SHANGHAI VS HONG KONG – Hong Kong has historically been the gateway for gold into China, as Chinese banks buy gold from foreign banks that have branches and vaults there. From Hong Kong, the gold then heads across the border to Shenzhen to SGE’s vaults. But with the new exchange in the free trade zone, foreign banks, refiners and mints could send directly to the mainland. While direct imports are still less than those from Hong Kong – which exported 287 tonnes to the mainland in the first quarter – the pace at which they are growing will make it more difficult to use the Hong Kong figures as a proxy for Chinese demand.

Chinese imports from Hong Kong fell to a 14-month low in April, fanning a belief that demand in the country was weak after last year’s record purchases, but some of the fall could be explained by increased volumes going through Shanghai. “It’s going to become tricky to know anything about gold in China now,” said a trader in Hong Kong. “There is no doubt going to be some confusion understanding their buying pattern.” (Editing by Ed Davies and Michael Urquhart)

The walk-in cash trade was underwhelming today and so were the phones.

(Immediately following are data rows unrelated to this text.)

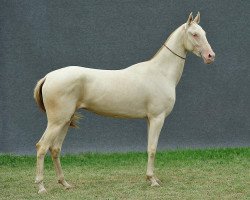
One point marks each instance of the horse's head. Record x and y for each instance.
(195, 39)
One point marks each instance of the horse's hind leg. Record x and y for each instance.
(55, 150)
(58, 122)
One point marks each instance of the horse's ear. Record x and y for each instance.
(190, 19)
(197, 19)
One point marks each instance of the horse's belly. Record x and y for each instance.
(117, 106)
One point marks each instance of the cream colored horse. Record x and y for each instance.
(144, 90)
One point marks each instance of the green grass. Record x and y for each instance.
(186, 174)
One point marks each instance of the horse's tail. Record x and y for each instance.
(38, 96)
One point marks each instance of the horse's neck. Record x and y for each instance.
(169, 64)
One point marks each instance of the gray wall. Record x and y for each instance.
(36, 37)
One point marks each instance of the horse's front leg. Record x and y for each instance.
(154, 128)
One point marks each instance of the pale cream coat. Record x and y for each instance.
(144, 90)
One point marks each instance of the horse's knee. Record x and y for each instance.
(55, 152)
(41, 151)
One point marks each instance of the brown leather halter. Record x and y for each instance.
(173, 52)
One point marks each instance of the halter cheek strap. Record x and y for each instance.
(173, 52)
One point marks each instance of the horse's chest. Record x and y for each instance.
(162, 100)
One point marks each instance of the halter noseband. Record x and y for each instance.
(173, 52)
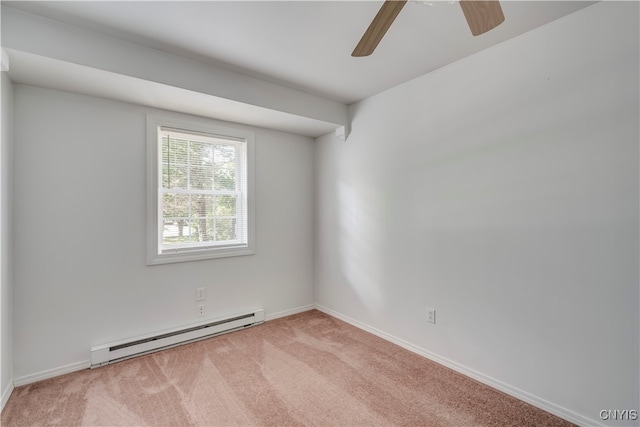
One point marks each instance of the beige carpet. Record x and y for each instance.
(306, 369)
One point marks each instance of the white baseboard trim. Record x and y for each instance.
(289, 312)
(50, 373)
(86, 364)
(6, 393)
(464, 370)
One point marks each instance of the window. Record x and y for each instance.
(200, 202)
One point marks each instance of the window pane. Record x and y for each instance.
(201, 178)
(202, 205)
(225, 167)
(178, 232)
(226, 205)
(204, 229)
(175, 205)
(226, 229)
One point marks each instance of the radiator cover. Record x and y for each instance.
(117, 351)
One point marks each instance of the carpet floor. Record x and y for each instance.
(306, 369)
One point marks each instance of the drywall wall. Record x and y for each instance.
(501, 190)
(6, 232)
(80, 209)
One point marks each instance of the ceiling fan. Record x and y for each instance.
(481, 16)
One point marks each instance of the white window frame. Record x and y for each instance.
(197, 251)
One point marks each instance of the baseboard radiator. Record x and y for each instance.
(117, 351)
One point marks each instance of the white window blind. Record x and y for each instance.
(202, 203)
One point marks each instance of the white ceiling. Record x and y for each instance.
(305, 45)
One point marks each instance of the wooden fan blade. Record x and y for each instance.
(378, 27)
(483, 15)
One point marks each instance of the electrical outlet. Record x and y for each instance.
(431, 315)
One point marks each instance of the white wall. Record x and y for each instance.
(6, 231)
(79, 272)
(501, 190)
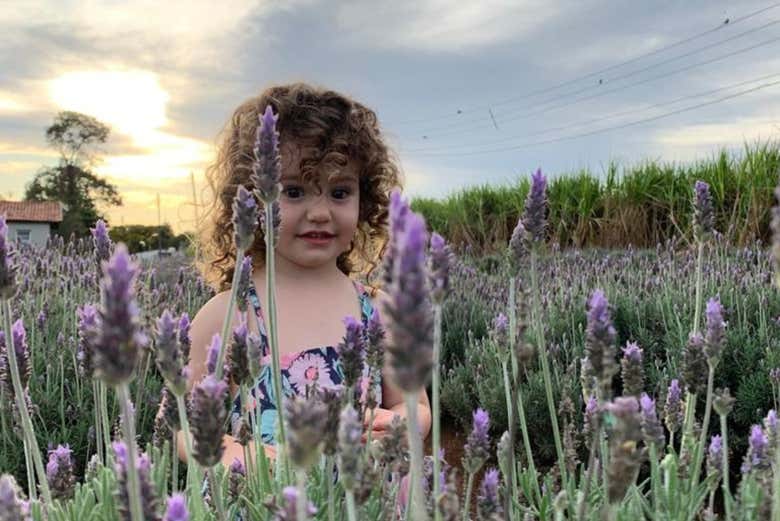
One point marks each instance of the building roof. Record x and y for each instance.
(31, 211)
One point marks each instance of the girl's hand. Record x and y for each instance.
(382, 420)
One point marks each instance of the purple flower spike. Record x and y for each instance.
(59, 472)
(534, 219)
(176, 509)
(119, 339)
(267, 170)
(10, 505)
(703, 212)
(632, 371)
(488, 503)
(184, 337)
(168, 356)
(600, 340)
(652, 431)
(477, 448)
(208, 420)
(409, 311)
(101, 241)
(245, 214)
(351, 351)
(673, 410)
(441, 259)
(716, 331)
(212, 355)
(756, 457)
(7, 268)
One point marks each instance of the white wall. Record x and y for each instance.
(38, 232)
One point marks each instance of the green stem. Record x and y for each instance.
(128, 425)
(185, 427)
(545, 367)
(415, 447)
(229, 314)
(216, 489)
(24, 414)
(727, 499)
(699, 451)
(351, 510)
(435, 410)
(467, 499)
(270, 278)
(697, 313)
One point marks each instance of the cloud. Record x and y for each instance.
(441, 25)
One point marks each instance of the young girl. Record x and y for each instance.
(336, 179)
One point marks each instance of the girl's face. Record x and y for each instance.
(319, 220)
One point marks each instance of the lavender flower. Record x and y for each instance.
(715, 335)
(477, 448)
(238, 359)
(101, 241)
(488, 503)
(409, 312)
(119, 339)
(633, 374)
(351, 351)
(245, 215)
(399, 210)
(703, 213)
(673, 410)
(184, 338)
(237, 479)
(600, 341)
(534, 219)
(212, 354)
(694, 364)
(590, 419)
(723, 402)
(176, 508)
(440, 260)
(715, 456)
(168, 356)
(10, 505)
(756, 457)
(266, 169)
(350, 431)
(208, 420)
(59, 472)
(652, 430)
(306, 418)
(244, 281)
(143, 466)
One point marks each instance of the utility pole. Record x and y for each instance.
(159, 227)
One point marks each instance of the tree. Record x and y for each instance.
(77, 138)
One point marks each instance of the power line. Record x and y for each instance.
(598, 119)
(453, 129)
(482, 108)
(617, 89)
(608, 129)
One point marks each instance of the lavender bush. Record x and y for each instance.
(660, 439)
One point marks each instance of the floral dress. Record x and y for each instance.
(318, 364)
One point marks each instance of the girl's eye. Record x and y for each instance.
(341, 193)
(293, 192)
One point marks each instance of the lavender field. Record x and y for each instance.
(628, 384)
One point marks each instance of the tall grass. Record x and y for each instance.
(643, 204)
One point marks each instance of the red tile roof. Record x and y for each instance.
(31, 211)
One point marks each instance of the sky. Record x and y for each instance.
(467, 93)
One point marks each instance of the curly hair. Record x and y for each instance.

I think the public liked the pop in gold but were scared by the drop in both platinum and palladium. Add to this the usual summer doldrums and we were off to a slow start which came to a virtual halt by the second pole (for you horse racing fans). At any rate they are still pounding away at our new systems and the downstairs is not busy but noisy.

The GoldDealer.com Activity Scale is a “3” for Thursday. The CNI Activity Scale takes into consideration volume and the hedge book: (last Friday – 6) (Monday – 4) (Tuesday – 4) (Wednesday – 3). The scale (1 through 10) is a reliable way to understand our volume numbers.